Diaco was officially introduced Thursday and got right to work assuaging supporters that UConn, a 13-24 team the last three seasons, isn't in rebuilding mode.
"The fact of the matter is that this school has great resources," Diaco said. "You look at the Burton Family Football Complex, you look at the Shenkman Football Complex, and it's clear that from a facility standpoint and a resources standpoint, you're not going to go anywhere in the country and find nicer."
Growing up in New Jersey, Diaco also knows that there is plenty of regional football talent to be had.
"People from all over America come to the northeast to pluck players," he said. "There are roughly 23 million people within a hundred mile radius of this campus. There are 58 million people in the northeast corridor. There are more than enough prospective student-athletes to collect about 25 per year for UConn. There's no doubt about that. Speaking about Connecticut in general, there are some very talented Connecticut football players on our team right now, which is excellent, and there are also, unfortunately, a whole bunch of Connecticut players that have created winning season and championships for other teams around the country.

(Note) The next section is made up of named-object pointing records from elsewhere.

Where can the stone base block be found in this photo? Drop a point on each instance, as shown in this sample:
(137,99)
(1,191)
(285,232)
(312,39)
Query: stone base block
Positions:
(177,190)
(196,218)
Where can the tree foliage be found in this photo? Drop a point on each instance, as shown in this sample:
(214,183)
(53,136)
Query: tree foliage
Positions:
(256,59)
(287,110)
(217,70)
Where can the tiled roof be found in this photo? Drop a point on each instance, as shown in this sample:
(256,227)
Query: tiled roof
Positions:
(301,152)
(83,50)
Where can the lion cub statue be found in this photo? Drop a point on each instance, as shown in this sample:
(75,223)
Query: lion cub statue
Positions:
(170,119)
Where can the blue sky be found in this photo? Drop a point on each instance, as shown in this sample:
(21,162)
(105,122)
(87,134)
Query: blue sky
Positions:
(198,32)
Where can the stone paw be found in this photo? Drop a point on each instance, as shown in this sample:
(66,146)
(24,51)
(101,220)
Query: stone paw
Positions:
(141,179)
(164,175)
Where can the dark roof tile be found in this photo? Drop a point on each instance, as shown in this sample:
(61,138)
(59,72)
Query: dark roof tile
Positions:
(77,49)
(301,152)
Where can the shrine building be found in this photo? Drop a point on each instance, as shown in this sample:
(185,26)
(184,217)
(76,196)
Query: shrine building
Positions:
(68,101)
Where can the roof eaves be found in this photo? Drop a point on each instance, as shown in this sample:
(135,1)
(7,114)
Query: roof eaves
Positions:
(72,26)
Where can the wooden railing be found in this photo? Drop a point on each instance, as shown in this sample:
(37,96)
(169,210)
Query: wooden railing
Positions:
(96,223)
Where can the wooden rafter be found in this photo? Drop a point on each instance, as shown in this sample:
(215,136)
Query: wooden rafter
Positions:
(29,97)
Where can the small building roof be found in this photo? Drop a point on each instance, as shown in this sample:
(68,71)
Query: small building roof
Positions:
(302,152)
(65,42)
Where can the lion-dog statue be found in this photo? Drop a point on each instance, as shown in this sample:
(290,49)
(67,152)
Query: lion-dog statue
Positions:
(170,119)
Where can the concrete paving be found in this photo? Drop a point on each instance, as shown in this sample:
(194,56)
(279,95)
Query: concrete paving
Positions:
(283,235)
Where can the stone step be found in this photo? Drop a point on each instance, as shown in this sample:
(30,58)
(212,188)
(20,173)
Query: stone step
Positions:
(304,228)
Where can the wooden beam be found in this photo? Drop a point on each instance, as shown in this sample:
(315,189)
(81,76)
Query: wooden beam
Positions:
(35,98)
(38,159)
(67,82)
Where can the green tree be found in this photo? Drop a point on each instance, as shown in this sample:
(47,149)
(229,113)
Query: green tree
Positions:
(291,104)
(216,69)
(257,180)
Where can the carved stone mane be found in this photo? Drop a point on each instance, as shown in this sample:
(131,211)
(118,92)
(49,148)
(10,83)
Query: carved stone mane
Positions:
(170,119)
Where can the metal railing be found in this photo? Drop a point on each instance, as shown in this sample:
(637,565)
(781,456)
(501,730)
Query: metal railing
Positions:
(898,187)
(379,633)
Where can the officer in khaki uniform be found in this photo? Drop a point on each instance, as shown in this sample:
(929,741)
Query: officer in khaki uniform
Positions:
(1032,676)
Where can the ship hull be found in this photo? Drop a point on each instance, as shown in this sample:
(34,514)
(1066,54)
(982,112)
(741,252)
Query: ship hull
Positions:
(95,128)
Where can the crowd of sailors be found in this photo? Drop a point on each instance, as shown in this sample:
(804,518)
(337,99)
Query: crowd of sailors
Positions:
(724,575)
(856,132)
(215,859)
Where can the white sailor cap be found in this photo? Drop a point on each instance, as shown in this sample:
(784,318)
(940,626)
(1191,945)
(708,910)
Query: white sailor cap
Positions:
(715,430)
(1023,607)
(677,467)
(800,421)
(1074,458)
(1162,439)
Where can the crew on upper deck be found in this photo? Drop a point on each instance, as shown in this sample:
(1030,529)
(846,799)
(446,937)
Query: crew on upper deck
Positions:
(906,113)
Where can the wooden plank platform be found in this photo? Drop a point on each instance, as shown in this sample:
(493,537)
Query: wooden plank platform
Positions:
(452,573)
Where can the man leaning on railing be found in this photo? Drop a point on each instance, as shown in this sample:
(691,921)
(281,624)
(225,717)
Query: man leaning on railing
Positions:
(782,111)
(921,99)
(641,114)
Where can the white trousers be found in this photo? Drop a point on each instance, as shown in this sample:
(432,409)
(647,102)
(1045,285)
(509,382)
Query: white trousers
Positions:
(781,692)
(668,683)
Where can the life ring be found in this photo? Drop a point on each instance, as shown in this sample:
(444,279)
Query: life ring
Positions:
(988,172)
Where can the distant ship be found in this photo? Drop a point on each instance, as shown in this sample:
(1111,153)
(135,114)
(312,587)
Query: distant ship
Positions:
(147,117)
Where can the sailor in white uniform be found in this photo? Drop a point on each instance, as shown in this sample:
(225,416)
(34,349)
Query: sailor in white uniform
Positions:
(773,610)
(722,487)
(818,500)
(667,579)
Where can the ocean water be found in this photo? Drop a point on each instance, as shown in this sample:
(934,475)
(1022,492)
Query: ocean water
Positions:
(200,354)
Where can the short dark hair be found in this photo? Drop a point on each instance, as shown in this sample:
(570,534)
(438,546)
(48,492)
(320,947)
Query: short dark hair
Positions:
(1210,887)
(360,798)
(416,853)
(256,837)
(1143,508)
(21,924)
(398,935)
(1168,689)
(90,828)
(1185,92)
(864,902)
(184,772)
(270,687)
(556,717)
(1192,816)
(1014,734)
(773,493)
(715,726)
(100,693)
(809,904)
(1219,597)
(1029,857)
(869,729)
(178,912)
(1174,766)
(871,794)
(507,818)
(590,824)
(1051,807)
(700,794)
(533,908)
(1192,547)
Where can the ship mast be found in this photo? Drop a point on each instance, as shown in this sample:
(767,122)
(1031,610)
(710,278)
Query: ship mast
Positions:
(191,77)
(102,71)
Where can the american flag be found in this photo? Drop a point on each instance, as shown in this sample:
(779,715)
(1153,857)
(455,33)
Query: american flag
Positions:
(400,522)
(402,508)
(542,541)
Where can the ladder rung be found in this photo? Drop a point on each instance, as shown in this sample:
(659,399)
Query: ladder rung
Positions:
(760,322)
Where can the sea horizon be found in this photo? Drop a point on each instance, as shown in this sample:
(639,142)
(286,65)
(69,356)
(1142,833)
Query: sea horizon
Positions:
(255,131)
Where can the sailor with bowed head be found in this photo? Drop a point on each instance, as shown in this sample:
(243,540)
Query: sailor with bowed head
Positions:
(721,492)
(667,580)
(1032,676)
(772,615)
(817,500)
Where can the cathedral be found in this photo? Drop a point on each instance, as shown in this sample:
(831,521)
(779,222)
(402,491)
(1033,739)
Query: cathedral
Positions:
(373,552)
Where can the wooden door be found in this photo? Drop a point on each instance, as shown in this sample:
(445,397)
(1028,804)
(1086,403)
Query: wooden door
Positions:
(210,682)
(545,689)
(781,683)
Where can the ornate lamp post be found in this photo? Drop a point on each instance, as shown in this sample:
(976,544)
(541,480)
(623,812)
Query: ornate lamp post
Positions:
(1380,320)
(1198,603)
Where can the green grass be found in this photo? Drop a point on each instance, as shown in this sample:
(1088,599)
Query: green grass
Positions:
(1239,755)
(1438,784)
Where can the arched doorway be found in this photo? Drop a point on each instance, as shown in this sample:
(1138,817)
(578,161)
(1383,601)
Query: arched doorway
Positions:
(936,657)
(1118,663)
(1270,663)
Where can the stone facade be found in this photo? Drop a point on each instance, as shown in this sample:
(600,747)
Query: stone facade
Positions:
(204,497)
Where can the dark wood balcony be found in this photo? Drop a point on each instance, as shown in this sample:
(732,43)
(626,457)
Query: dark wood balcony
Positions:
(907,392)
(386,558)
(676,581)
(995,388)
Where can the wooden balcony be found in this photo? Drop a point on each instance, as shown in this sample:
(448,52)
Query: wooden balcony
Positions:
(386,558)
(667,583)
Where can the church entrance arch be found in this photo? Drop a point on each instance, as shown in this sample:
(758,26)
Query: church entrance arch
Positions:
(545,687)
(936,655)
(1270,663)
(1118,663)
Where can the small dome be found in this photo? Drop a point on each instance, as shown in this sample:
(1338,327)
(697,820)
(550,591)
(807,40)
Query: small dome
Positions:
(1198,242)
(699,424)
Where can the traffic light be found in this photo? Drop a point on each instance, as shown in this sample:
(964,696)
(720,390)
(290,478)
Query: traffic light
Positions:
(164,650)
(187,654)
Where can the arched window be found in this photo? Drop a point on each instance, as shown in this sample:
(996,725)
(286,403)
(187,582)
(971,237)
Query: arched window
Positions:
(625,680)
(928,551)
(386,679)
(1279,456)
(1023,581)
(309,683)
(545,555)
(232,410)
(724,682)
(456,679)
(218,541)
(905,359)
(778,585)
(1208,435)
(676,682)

"Moving forward, we'll do our due diligence here in the state to make sure that every coach feels valued, every coach has access, every one of these, I think, its 169 spectacularly prideful cities have an opportunity and access to UConn Husky football, and go from there, and then recruit the Northeast corridor as our footprint."
Of course, this is the first step in a turnaround that probably won't take place overnight -- or in one season. According to SNY.com, Diaco signed a five-year, $8 million deal. More details:
UConn has buyouts of $4.2 million before Dec. 31 2014 that decrease every year until $800,000 in 2018. Diaco, a highly-sought after defensive coordinator, has a $2.1 million buyout for next year that decreases to $1.4 million, $700,000 and then $400,000 in the final two years.
Then there is the rest of the staff, which Diaco would like to have set as soon as possible.
"The first thing that needs to be done is to meet with the staff that is already here," he said. "I don't personally have a staff in place. Warde has reassured me that we'll have an opportunity to do what's necessary to put the team and staff together. With that said, I don't have one put together. I have a collection of people in my life that are really good people that are loyal and trustworthy. ...The first order of business is to meet with the staff that is already here."
So what, exactly, will it take to win at UConn?
"With love, anything is possible," Diaco said. "So, the process, our organization is a process. We're going to have a drill down focus and we're going to be on a mission. We're going to understand things we treasure. We're going to consistently apply the appropriate pressure every single day. And that's how we're going to become a champion, again."